Robertson joined the Girls’s Military Corps as a method of changing into self-sufficient.

She was born March 5, 1924, and grew up in Osceola, Arkansas, the place her household labored on a crop farm, based on DAV.org. After her mom died, a younger Robertson and her brother had been successfully orphaned, and struggled with poverty as they bounced round from one relative’s home to a different.
Each she and her brother noticed the army as a approach out of poverty, and by 1945, Robertson had enlisted and skilled in a number of states earlier than being assigned to the 6888th.
“I really feel like I used to be a special particular person after we needed to sail throughout the ocean,” Robertson stated in a 2014 interview with the Wisconsin Veterans Museum.
However regardless of the monumental job they confronted and the inherent hazard of battle, Robertson stated in that interview that she was extra afraid returning residence than she was coming into army service.
“I had much more to fret about as a result of it’s all on you. In any other case, the Military [was] taking good care of all the pieces,” she stated, later including, “I needed to get out alone someday to start out doing one thing.”
Robertson adopted a buddy to Milwaukee and stayed. She labored at a fish manufacturing unit, at first, however finally gained employment as a nurse’s aide, together with on the presently named Clement J. Zablocki Veterans Affairs Medical Middle in Milwaukee. Inside a number of years, she met and married John Robertson, additionally a World Warfare II veteran, and had seven daughters and one son.

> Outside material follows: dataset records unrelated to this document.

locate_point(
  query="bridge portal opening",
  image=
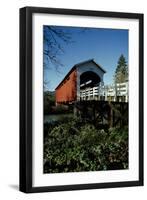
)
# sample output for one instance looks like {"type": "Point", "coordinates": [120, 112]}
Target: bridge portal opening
{"type": "Point", "coordinates": [89, 79]}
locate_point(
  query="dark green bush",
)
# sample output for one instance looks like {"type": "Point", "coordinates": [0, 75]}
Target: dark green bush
{"type": "Point", "coordinates": [75, 146]}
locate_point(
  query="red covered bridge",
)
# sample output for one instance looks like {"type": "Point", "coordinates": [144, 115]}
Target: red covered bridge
{"type": "Point", "coordinates": [87, 74]}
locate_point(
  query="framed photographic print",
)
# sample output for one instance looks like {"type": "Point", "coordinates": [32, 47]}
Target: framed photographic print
{"type": "Point", "coordinates": [81, 99]}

Sheree Robertson, her daughter, described her mom as a faithful mother or father with an infectious spirit, who regardless of the pains of elevating eight kids and juggling numerous jobs all the time made time for his or her particular deal with – home made french fries. However, Sheree additionally remembered her mom’s tales about her army service.

“My mom talked about her army service to her kids, notably to me as a result of I used to be fascinated about my mom’s army service as a toddler,” Sheree advised DAV.org. “Primarily based on what she shared with me, she all the time centered on the sisterhood of the Six Triple Eight and the way the ladies seemed out for one another. And she or he would say issues like, ‘Oh, we shared one another’s garments, we did one another’s hair.’ They had been similar to household.”
Congresswoman Gwen Moore, who represents Milwaukee on Capitol Hill, stated she was honored Robertson selected to make town her adopted residence. (The WWII veteran had been slated to steer town’s Juneteenth celebration as grand marshal, an honor her household will now fulfill.) Rep. Moore stated she was additionally honored to have performed a job in championing laws to award Six Triple Eight members the Congressional Gold Medal.
“After receiving the Congressional Gold Medal and nationwide recognition a long time after her heroic service,” Moore stated in an announcement, “I’m grateful that my constituent, Ms. Robertson, was capable of obtain her flowers whereas she may nonetheless scent them.”